New plot twist, Sygourney Weaver shows up and tells them she works for the movie industry and they are suing them for 3 billion dollars and that they're going to have to go to jail for 60 or so years and that they are going to destroy all their movies. The movies are thrown outside in the front of the store and run over by a bulldozer. That's the last we hear of this plot twist. Nothing is ever mentioned again about being sued and going to jail. It is completely left out.

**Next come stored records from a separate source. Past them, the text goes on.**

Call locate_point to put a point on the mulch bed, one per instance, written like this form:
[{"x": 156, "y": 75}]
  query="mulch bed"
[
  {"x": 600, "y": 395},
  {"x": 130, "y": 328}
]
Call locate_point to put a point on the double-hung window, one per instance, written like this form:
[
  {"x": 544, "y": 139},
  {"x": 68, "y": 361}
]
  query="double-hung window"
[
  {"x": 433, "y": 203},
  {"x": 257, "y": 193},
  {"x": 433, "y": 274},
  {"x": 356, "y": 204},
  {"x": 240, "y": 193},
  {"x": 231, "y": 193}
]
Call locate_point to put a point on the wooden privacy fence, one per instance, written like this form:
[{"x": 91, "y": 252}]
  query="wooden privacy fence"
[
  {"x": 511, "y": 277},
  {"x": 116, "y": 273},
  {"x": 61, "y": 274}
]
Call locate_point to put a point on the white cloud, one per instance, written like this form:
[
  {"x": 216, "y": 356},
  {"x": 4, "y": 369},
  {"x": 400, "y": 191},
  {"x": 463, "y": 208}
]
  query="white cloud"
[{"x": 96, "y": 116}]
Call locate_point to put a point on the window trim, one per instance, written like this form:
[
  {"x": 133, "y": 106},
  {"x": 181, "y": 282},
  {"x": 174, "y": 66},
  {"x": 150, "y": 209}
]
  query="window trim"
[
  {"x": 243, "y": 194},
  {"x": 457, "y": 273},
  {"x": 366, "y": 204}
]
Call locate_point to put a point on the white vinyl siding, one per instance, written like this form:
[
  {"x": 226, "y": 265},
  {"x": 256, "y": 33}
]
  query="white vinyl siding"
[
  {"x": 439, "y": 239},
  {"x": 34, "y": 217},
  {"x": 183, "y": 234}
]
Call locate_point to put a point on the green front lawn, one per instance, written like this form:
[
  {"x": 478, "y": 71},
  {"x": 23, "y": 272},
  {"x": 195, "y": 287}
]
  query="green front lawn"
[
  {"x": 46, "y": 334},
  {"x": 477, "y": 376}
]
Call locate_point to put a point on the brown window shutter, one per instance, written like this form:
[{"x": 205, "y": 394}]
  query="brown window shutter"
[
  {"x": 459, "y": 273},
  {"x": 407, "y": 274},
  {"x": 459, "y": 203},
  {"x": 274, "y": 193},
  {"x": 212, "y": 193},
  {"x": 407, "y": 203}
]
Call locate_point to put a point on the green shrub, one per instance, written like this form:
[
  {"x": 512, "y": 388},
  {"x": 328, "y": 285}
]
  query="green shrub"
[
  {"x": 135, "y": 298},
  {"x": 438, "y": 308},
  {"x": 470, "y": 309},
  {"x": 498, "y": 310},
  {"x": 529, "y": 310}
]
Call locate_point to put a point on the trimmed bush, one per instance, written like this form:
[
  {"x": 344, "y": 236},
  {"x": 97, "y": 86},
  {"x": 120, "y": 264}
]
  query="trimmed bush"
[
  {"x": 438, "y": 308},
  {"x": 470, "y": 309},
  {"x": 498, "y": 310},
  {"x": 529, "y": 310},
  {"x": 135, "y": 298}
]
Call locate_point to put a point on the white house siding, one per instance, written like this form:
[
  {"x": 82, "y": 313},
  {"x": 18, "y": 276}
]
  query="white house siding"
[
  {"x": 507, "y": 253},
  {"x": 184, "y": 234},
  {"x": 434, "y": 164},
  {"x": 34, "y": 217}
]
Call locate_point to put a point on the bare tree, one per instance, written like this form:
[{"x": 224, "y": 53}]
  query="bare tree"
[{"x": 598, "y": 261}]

Hey, remember that Fats guy. Well, now the movie tries to explain the beginning. Notice i've mentioned nothing about Fats until this moment, well, because they don't really talk about him. Instead, they decide that they should make a movie about Fats, and for some reason the entire community is going to help, BUT OH MY GOD, Danny Glover's been lying. He's been telling Mos Def his entire life that Fats grew up in the building that became the video store, but Whaa??? ITS A LIE! completely earth-shattering. the rug pulled right out from under him. But, instead they go on to make one last movie, about the life of FATS WALLAR.
END:
They make the movie, break into the corporate video store to steal the projector, some dude comes out of the closet who seems to know Mos Def. This guy has this weird character arch. Like, never do you know who he is, but he also seems to know Danny Glover and there is some unspoken and unexplained thing between them, but when Jack Black breaks the TV they are going to show the movie on, this unnamed guy saves the day. They project the movie on a white sheet, but unbeknownst to them, everyone outside of the store can see the Fats movie too. At the film's conclusion, they walk outside and a huge crowd has formed and everyone is happy and laughing. THE END. nevermind the fact that the building is still going to get torn
down and that they owe 3 billion dollars and are going to go to jail. none of this is adressed. I get what the filmmakers were trying to do, but it just doesn't work. They wanted this to be the big emotional moment
of the film, but there is no emotion throughout the rest of the movie. You do not care about what actually happens to these characters; you have no emotional attachment, thus, without an emotional foundation, the movie lacks any punch.
This was a movie that had no idea what it wanted to be. Did it want to be funny? serious? its constantly over the top, but occasionally "under the top" It was simply awkward. Really REALLY awkward. The whole thing was confusing. Not necessarily because of what was happening on screen, but the processes behind them. The over-complicated an idea that needed to be
simplified.
Jack Black and Mos Def erase movies and must remake = Funny.
Jack Black and Mos Def erase movies and must remake, while trying to save their building, while commenting on the influx of technology on how we make movies, etc = not funny.
This movie did not need a message, and the message was forced.
And before i forget, you want to know how Jack Black becomes demagnatized half way through the movie: he eats a bottle of asprin, gets sick, a girl makes him drink a bucket of salt water, he pukes, and then decides to pee on the street, THUS peeing out the magnatism...seriously. This green liquid pours down the street and the camera pans on it menicingly while metal objects stick to it. That's the last we hear of the maganatized sub-plot.
Be Kind Rewind has potential in better hands. This is a muddled, occasionally funny, but ultimately amateurish film that feels way too much like a student film. Pretty Dissapointing.